From #517: “I’m bored by out-and-out fabrication, by myself and others; bored by invented plots and invented characters. I want to explore my own damn, doomed character. I want to cut to the absolute bone. Everything else seems like so much gimmickry.”

#518: “For me, anyway, the fictional construct rarely takes you deeper into the material that you want to explore. Instead, it takes you deeper into the fictional construct, into the technology of narrative, of plot, of place, of scene, of characters. In most novels I read, the narrative completely overwhelms whatever it was the writer supposedly set out to explore in the first place.”

*****************

While I was very much drawn to the mystery, the authorial blurring, of the version of the book I read a year ago, I found, in the end, that I preferred the published version—because of the footnotes to which Shields objected.

My viewpoint is admittedly conservative. The presence of the footnotes does, without question, change the nature of the book. Yet I preferred knowing who wrote and said what; I was glad to have the attributions.

And some of the footnotes, indeed, are themselves interesting, enjoyable, even charming. I think they further illuminate (rather than detract from) the nature of the book’s text.

For example (section #510), Shields writes of his college girlfriend, and the summer they shared a house in the Catskills. He writes of her outpouring of writing, that summer: “We’d go to the general store and have a slightly off-kilter conversation with someone about, say, a lawn mower, then in the middle of the night she’d wake me up and ask if I wanted to read, say, a fourteen-page fantasia entitled ‘Monologue of the Lawn Mower.’”

The footnote for that section reads: “My girlfriend and I shared the house with her brother; it was actually he who was wildly prolific all summer. Makes a better story the other way, though.”

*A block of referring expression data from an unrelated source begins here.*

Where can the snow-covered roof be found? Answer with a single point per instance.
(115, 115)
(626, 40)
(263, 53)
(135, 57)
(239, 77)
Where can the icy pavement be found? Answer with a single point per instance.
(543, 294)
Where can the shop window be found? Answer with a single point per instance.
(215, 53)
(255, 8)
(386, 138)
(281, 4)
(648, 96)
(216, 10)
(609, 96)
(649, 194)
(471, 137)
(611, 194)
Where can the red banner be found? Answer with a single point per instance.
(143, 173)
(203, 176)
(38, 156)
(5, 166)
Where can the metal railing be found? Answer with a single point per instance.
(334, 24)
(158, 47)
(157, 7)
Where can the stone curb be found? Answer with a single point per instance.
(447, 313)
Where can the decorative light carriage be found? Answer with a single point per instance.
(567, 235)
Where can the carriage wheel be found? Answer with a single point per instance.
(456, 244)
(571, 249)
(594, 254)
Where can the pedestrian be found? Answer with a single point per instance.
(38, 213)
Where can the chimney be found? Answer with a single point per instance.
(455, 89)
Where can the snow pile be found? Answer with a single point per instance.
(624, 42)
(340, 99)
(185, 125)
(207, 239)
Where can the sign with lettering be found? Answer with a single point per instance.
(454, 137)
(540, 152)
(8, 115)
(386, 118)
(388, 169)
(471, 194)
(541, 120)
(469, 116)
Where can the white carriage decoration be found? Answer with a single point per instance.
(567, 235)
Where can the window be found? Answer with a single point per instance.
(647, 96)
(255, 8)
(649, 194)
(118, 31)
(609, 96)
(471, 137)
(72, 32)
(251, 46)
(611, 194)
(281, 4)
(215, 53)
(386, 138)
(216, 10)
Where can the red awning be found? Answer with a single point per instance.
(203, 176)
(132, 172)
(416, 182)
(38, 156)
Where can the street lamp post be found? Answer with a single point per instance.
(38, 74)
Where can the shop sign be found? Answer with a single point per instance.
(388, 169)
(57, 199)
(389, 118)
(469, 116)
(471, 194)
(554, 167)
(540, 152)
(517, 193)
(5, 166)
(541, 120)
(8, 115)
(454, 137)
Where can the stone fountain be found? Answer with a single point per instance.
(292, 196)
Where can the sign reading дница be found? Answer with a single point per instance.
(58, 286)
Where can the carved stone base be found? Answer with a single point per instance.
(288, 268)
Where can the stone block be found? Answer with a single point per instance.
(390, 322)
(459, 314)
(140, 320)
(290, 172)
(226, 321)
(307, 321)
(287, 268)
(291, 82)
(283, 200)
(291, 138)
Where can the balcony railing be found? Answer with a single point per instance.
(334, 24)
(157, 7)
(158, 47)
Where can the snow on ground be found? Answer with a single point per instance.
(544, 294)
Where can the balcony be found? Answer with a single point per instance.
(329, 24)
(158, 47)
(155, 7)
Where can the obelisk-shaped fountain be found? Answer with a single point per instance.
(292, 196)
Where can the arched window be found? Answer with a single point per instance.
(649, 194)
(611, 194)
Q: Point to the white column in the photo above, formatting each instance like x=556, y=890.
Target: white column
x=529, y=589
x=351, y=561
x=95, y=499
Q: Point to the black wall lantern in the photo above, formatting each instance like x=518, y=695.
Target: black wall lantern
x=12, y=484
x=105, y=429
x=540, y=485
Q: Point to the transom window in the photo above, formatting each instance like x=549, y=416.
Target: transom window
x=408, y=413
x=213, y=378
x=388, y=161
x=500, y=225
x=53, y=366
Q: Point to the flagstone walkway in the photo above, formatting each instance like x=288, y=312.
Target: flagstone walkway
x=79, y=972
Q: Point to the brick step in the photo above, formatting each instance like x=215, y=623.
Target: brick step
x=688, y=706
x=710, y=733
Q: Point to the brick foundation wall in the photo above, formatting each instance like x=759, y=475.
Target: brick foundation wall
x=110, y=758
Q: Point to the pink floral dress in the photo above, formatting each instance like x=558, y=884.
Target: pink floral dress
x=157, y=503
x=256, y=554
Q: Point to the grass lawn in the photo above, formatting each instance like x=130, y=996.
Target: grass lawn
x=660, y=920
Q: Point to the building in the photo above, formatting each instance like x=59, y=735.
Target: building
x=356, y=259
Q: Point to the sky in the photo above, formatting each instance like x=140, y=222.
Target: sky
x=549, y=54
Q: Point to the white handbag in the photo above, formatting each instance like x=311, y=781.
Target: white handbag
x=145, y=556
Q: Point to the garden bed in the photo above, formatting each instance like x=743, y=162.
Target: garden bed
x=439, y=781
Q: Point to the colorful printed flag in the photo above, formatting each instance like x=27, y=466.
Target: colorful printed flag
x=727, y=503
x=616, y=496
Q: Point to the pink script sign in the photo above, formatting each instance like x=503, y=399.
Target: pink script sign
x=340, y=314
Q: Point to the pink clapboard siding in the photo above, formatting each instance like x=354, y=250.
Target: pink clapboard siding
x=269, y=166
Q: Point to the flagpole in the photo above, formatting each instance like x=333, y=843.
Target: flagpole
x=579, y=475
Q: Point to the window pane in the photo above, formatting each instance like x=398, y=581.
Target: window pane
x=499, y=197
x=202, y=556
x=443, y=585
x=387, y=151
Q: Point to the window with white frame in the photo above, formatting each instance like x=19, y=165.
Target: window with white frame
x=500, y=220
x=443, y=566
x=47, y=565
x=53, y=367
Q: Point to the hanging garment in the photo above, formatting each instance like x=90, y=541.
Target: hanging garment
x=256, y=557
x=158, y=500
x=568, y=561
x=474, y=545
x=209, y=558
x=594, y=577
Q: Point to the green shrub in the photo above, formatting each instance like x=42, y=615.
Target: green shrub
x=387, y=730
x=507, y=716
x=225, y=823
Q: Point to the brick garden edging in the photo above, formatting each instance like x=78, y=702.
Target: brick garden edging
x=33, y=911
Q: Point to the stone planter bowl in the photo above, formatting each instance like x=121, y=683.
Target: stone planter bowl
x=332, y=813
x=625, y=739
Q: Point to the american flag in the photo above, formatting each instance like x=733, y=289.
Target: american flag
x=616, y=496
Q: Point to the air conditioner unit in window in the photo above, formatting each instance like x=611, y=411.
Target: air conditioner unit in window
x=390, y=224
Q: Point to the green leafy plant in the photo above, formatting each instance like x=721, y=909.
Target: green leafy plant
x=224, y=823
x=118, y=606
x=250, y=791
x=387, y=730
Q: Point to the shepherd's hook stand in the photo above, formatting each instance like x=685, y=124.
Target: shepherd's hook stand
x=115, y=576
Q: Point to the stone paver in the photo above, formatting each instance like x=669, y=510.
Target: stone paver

Or this, from footnote #242: “ I was certain this [citation] was [from] Frank Rich; I was astonished to find out it was Andrew O’Hehir, ‘The Long Goodbye,’ Salon.”

Or footnote #73: “I’m pretty sure these lines, or something closed to these lines, were spoken by Terry Gilliam in an interview, but I can’t for the life of me find the source.”

I will also say that I am not comfortable with the view, as put forth in the text, that one should be willing to regard memoirs—such as James Frey’s—as being at least partly fictional constructs.

One can indeed appreciate that a memoir is, necessarily, an artful shaping of life and experience remembered.

Yet I am not at ease with/in accord with the belief that a memoirist can (or, should) deliberately reshape/alter memory, to suit the purposes of the text. A memoir, many would argue (and I would agree), represents a contract, of sorts, between reader and writer; one makes certain presumptions about that which a memoirist presents—presumptions regarding remembered fact, remembered experience. I would hope that those presumptions would be honored.

And yet:

Beyond any possible debate about Reality Hunger (methodological, philosophical), the book—Shields’s writing in it, and his assembling of the works and words of others—remains quite beautiful. One of the pleasures of Shields’s non-fiction has been that he is a consistently interesting writer, in the best sense of the word (being interesting is, I think, an underrated virtue). Reality Hunger is a deeply interesting, and striking, work of art.